Знаете, сколько оправдательных приговоров выносят российские суды? Менее четверти процента. Никого не волнует презумпция невиновности. Системе нет дела до частностей. Если на тебя завели дело – ты виновен.
Зеки этот урок усвоили на своей шкуре. Поэтому правила игры в ЧВК они принимали сразу. Добивали раненых, взрывали дома и машины, не испытывая мук совести, потому что те тоже были частью системы. Война – это огромная стальная машина, перемалывающая людей в серую, однородную массу. И они уже были этой массой.
Но зеки тоже люди. Один из них в моем детстве стал одним из главных учителей, за которых я буду поднимать кубок вместе с зубоскалящей Смертью, когда буду прощаться с этим миром.
Валера Андреев. Мой тренер по тхэквондо – а по сути, один из главных учителей. До переезда в Петербург я жил в маленьком зеленом провинциальном городке на Волге, с богатой историей и непроглядным будущим. С начальником отдела милиции мы прозанимались рукопашным боем год, а потом началась перестройка, коммерческие отношения, к этому добавились его развод с женой и тотальное неприятие сына-подростка развод с женой и тотальное неприятие сына-подростка. И однажды воскресным утром он закончил читать томик Хемингуэя, выпил чашку кофе с шоколадкой «Аленка» и застрелился из охотничьего ружья. Какое-то время в Доме пионеров спортивный зал с настоящим татами и осыпающимися стенами в раздевалках пустовал, пока на входной двери не появилось приглашение записаться в бесплатную секцию по тхэквондо (а все секции в нашем городке тогда были бесплатными и держались только на энтузиазме тренеров, на их любви к спорту и детям). Я пришел за два часа до начала первой тренировки, боялся опоздать. Занятия вел Валера Андреев, рыжий, веселый, очень добрый человек лет тридцати. Он мог сесть на любой шпагат, умел делать вертушку в воздухе, подсечку и вел тренировки на японском языке. Валера рассказывал нам про самураев, чем японское фехтование отличается от европейского и как входить в боевое состояние, чтобы вести бой сразу с несколькими противниками, видя их сверху, а не по отдельности. Он рассказывал, почему врут только трусы и как бороться со страхами.

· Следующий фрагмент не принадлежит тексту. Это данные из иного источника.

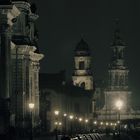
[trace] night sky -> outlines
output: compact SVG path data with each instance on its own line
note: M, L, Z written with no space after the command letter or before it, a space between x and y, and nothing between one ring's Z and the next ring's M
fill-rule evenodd
M40 52L45 55L41 72L65 69L71 78L73 55L81 36L92 53L95 81L107 80L110 44L115 19L120 19L121 36L128 45L132 102L140 105L140 0L32 0L37 4Z

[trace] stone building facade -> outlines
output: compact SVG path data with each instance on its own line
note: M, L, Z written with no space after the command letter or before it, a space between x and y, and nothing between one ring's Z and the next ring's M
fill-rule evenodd
M121 102L119 111L122 119L132 118L131 91L128 86L129 69L125 64L124 53L126 45L120 37L120 30L114 32L111 46L112 58L108 69L108 85L104 89L105 105L99 112L99 118L117 120L117 102Z
M5 53L5 60L1 63L7 65L4 69L6 79L0 79L1 82L6 81L4 85L8 91L3 93L10 100L10 123L16 127L26 127L30 114L28 105L32 102L35 104L32 119L36 126L39 123L39 61L43 58L43 54L38 50L38 34L35 27L38 15L35 7L26 0L6 0L1 3L0 9L7 10L7 13L0 11L1 18L5 20L5 24L2 20L0 24L5 28L8 22L12 25L10 33L5 30L8 41L3 38L1 42L1 50L7 50L1 51L1 57ZM2 38L2 34L0 36ZM3 68L1 69L3 71ZM1 91L2 89L4 88L2 87Z
M81 39L75 48L73 85L85 90L93 90L93 75L91 70L91 56L88 44Z

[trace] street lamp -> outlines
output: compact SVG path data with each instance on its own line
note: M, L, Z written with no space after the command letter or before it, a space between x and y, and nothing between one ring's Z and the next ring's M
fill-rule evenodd
M32 112L34 109L35 104L34 103L29 103L29 109L30 109L30 121L31 121L31 133L30 133L30 140L33 140L33 116L32 116Z
M64 116L64 134L65 134L66 130L67 130L67 128L66 128L66 117L67 117L67 114L64 113L63 116Z
M85 119L85 131L86 131L86 132L87 132L87 130L88 130L87 124L88 124L88 119Z
M117 100L117 101L116 101L116 108L117 108L117 110L118 110L119 135L120 135L120 120L121 120L121 118L120 118L120 111L121 111L122 107L123 107L123 101L122 101L122 100Z
M70 121L71 121L70 122L70 132L71 132L71 135L72 135L72 120L73 120L74 116L70 115L69 118L70 118Z
M55 110L54 115L55 115L55 138L56 138L56 140L58 140L58 135L57 135L58 118L57 118L57 116L59 115L59 110Z

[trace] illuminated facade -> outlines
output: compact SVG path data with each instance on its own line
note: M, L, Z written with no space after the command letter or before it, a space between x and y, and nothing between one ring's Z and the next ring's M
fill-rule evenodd
M93 90L90 50L83 39L81 39L75 49L72 80L75 86L82 87L85 90Z
M128 87L128 68L124 61L125 43L120 37L120 31L117 28L114 33L112 43L112 58L108 70L108 86L104 90L105 105L101 114L104 119L117 119L117 102L121 102L120 113L123 119L127 118L132 112L131 91ZM101 116L100 116L101 117Z

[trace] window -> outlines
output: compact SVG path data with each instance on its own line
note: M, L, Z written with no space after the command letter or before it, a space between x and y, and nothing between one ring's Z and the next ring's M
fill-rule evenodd
M78 103L74 104L74 112L75 113L80 113L80 105Z
M81 88L85 88L85 82L82 82L80 85Z
M83 70L84 69L84 61L79 62L79 69Z

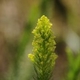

Его поджарое тело с рельефными мышцами было сплошь покрыто татуировками: тигриные головы на плечах, гладиатор со щитом и мечом на груди, склонившийся над беззащитной девушкой. Уже во взрослой жизни мне попалась книга про уголовный мир и его символику. Читая ее, я понял, что наш любимый тренер пришел в Дом пионеров из зоны, где он был «бойцом» высокого уровня в криминальной иерархии. Как его допустили к детям – загадка. Но за все годы ни одна тень его прошлого не мелькнула в наших разговорах. Он был Учителем с большой буквы, бывший заключенный.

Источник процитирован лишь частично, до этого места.